Kerzner's project management maturity model is legendary ... that may be a big part of the problem with this book. It's full of dated buzzwords, a wafer-thin, ultra-simplistic overview of strategic planning and provides little actionable material for integrating the strategic planning and project management processes.
From Kerzner, and for the price, I expected much much more!
Quick Read, worth the time
This is a very quick read book that talks about a general prject management Model for Companies and especially Technology Organizations within companies.
The Model offered isn't as restrictive or expensive as CMM (CMU's Capability Maturity Model), and outlines how common methods / processes / foundations can be brought together in an overall strategy for Technology organizations to develop in to true Project Oriented groups, working effective within a greater organization.

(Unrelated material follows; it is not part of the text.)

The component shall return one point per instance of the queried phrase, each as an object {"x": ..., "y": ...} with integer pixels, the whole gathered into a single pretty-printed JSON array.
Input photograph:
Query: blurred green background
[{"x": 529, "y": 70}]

Much-needed effort, but has pitfalls
This book represents an excellent effort to apply the capability maturity model(CMM) to project management. For reference, the CMM was originated by Mitre Corp. and developed by the Software Engineering Institute originally as a benchmark for determining an organization's software engineering capabilities. It has become a widely used benchmark in the software engineering community and has been extended to other domains, such as human resources (the People Capability Maturity Model) and other disciplines.
The book starts off with an introduction, followed by three chapters that lay the groundwork for the author's maturity model: The Need for Strategic Planning for Project Management, Impact of Economic Conditions on Project Management, Principles of Strategic Planning. The ideas and material presented here are very much applicable to program management offices.

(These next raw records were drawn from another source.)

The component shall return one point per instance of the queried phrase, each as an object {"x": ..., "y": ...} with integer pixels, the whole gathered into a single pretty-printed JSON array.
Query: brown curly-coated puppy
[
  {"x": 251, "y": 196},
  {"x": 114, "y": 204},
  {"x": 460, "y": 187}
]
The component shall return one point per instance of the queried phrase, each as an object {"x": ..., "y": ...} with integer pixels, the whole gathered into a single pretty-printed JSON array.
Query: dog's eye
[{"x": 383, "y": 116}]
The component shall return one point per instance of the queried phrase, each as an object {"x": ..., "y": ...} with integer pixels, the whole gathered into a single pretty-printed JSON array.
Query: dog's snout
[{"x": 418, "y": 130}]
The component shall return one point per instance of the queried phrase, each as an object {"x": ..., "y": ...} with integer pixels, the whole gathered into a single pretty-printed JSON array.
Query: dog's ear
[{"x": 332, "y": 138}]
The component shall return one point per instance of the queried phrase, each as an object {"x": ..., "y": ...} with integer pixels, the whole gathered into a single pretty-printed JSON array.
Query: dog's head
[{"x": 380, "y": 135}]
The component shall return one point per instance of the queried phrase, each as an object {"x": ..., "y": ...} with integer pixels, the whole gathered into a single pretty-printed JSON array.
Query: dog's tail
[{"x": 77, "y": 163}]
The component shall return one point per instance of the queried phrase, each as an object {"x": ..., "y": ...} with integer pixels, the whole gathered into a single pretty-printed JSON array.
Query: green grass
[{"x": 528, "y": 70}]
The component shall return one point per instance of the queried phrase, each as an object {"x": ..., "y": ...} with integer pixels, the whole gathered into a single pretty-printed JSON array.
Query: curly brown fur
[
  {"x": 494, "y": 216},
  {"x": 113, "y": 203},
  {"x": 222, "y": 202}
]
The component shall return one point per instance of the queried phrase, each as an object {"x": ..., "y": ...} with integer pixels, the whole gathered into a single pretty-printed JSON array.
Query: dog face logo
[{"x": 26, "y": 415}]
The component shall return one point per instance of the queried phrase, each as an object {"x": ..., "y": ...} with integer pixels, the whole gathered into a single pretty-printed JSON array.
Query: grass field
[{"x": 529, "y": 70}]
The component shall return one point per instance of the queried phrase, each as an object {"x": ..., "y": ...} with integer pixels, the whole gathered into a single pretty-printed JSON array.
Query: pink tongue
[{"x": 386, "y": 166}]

Project Management Maturity Model (PMMM) is introduced in the next chapter, which ties project management to an enterprise-wide strategic planning initiative. It also provides a project management-centric view of capability maturity. The next five chapters are devoted to each of the five levels of the PMMM: Level 1 (Common Language), Level 2 (Common Processes), Level 3 (Singular Methodology), Level 4 (Benchmarking), and Level 5 (Continuous Improvement).
The value of this is project management practices can be assessed against a standard benchmark for capability, which is something that cannot be achieved by comparing these practices against Project Management Institute's Project Management Body of Knowledge.
There is one pitfall to the PMMM that the author proposes: it uses a different paradigm than the CMM, which is Level-1 (Ad Hoc), Level-2 (Repeatable), Level-3 (Defined), Level-4 (Managed) and Level-5 (Optimizing). This is not a problem outside of the software development industry and IT domain where the CMM is not known. However, because the CMM integrates project management into its process areas, the disparity of terminology, assessment paradigm and the model itself will cause confusion and make implementing the PMMM in a CMM organization a nightmare.
One thing I do like very much is the balanced approach the author takes. This is shown in a chapter titled "Special Problems with Strategic Planning for Project Management." Also, the case studies at the end of the book are excellent reading.
Here's the conundrum: the project management profession needs a benchmark and the PMMM is well thought out and thorough. However, the PMMM differs in many ways from the CMM. My personal take is at least the author drove a stake into the ground by raising an awareness of the need for a PMMM. He also has thought this through and the model itself is sound. I found the book invaluable and thought-provoking. It does lay the foundation for a PMO, as stated by a previous reviewer, and that is something that is only marginally addressed in the official U.S. PM standard (Project Management Body of Knowledge). The value outweighs the cited pitfall, in my opinion, and earns this book 5 stars and my recommendation that every serious PM read this book.